From: Mukul Joshi <[email protected]>

Currently, we do not turn off retry faults in VM_CONTEXT_CNTL value
when passing it to MES if XNACK is off. This creates a situation where
XNACK is disabled in SQ but enabled in UTCL2, which is not recommended.
As a result, turn off/on retry faults in both SQ and UTCL2 when passing
vm_context_cntl value to MES if XNACK is disabled/enabled.

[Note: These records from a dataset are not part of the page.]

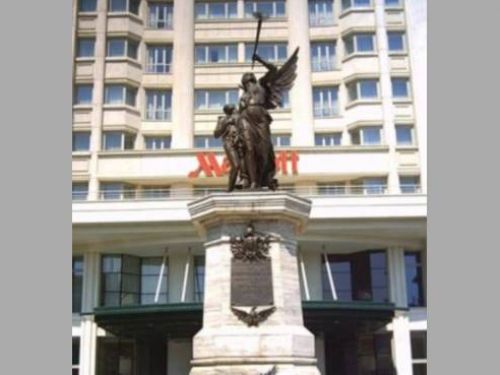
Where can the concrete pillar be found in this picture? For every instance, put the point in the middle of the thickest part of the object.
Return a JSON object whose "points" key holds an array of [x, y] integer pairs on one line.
{"points": [[401, 344], [386, 95], [416, 18], [397, 278], [301, 95], [183, 71], [179, 356], [97, 96], [88, 338]]}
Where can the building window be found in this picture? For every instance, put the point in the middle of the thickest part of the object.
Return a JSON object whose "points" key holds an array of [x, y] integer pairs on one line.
{"points": [[363, 89], [120, 95], [87, 5], [81, 141], [358, 276], [77, 284], [118, 141], [155, 192], [367, 136], [281, 140], [154, 277], [215, 99], [159, 59], [83, 95], [271, 8], [160, 15], [216, 53], [400, 88], [158, 105], [85, 47], [120, 280], [325, 101], [116, 191], [409, 184], [404, 135], [331, 189], [75, 358], [80, 191], [131, 6], [323, 56], [157, 143], [392, 3], [374, 186], [199, 278], [272, 52], [355, 4], [216, 10], [327, 139], [359, 43], [122, 47], [203, 141], [419, 352], [414, 278], [320, 13], [396, 41]]}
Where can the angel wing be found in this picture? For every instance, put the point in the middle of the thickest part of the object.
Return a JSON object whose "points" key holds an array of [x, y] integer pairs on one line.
{"points": [[276, 81]]}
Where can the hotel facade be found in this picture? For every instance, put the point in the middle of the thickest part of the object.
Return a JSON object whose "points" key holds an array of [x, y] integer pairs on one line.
{"points": [[149, 81]]}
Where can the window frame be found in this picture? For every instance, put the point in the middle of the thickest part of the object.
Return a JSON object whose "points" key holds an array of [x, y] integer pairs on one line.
{"points": [[164, 140], [76, 99], [159, 113], [323, 62], [327, 139], [126, 91], [254, 7], [79, 48], [333, 106], [206, 106], [127, 140], [208, 14], [206, 48], [408, 95], [128, 7], [321, 17], [355, 44], [154, 20]]}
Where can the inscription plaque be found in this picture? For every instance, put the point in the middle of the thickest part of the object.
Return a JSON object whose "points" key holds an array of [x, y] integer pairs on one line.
{"points": [[251, 283]]}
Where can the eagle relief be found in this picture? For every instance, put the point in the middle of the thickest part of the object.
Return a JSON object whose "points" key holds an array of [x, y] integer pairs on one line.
{"points": [[252, 299]]}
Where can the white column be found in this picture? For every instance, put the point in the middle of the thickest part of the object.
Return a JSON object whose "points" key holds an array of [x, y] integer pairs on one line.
{"points": [[386, 95], [88, 338], [416, 17], [183, 71], [301, 94], [97, 96], [401, 343]]}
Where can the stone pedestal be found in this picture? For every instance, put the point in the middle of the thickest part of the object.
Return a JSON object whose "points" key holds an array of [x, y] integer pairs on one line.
{"points": [[226, 345]]}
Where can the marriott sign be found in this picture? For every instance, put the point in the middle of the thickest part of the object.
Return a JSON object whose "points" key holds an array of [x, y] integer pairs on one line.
{"points": [[211, 166]]}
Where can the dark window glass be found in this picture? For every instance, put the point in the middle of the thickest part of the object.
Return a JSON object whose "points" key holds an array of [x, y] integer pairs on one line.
{"points": [[85, 47], [87, 5], [357, 277], [80, 190], [77, 284], [414, 278], [199, 278]]}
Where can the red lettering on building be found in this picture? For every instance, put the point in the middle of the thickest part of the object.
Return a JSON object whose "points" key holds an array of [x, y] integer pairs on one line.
{"points": [[208, 164]]}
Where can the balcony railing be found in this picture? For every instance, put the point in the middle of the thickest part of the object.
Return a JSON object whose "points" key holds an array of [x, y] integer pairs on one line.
{"points": [[305, 191]]}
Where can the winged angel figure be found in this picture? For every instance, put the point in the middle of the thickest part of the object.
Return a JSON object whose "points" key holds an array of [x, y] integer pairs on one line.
{"points": [[254, 120]]}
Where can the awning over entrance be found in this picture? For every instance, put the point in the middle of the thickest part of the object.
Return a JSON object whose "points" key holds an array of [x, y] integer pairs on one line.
{"points": [[185, 319]]}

Suggested-by: Jay Cornwall <[email protected]>
Signed-off-by: Mukul Joshi <[email protected]>
Reviewed-by: Philip Yang <[email protected]>
Signed-off-by: Alex Deucher <[email protected]>
---
 drivers/gpu/drm/amd/amdgpu/amdgpu_mes.h              |  1 +
 drivers/gpu/drm/amd/amdgpu/mes_v12_1.c               |  5 +----
 .../gpu/drm/amd/amdkfd/kfd_device_queue_manager.c    |  1 +
 .../drm/amd/amdkfd/kfd_device_queue_manager_v12_1.c  | 12 ++++++++++--
 drivers/gpu/drm/amd/amdkfd/kfd_priv.h                |  1 +
 5 files changed, 14 insertions(+), 6 deletions(-)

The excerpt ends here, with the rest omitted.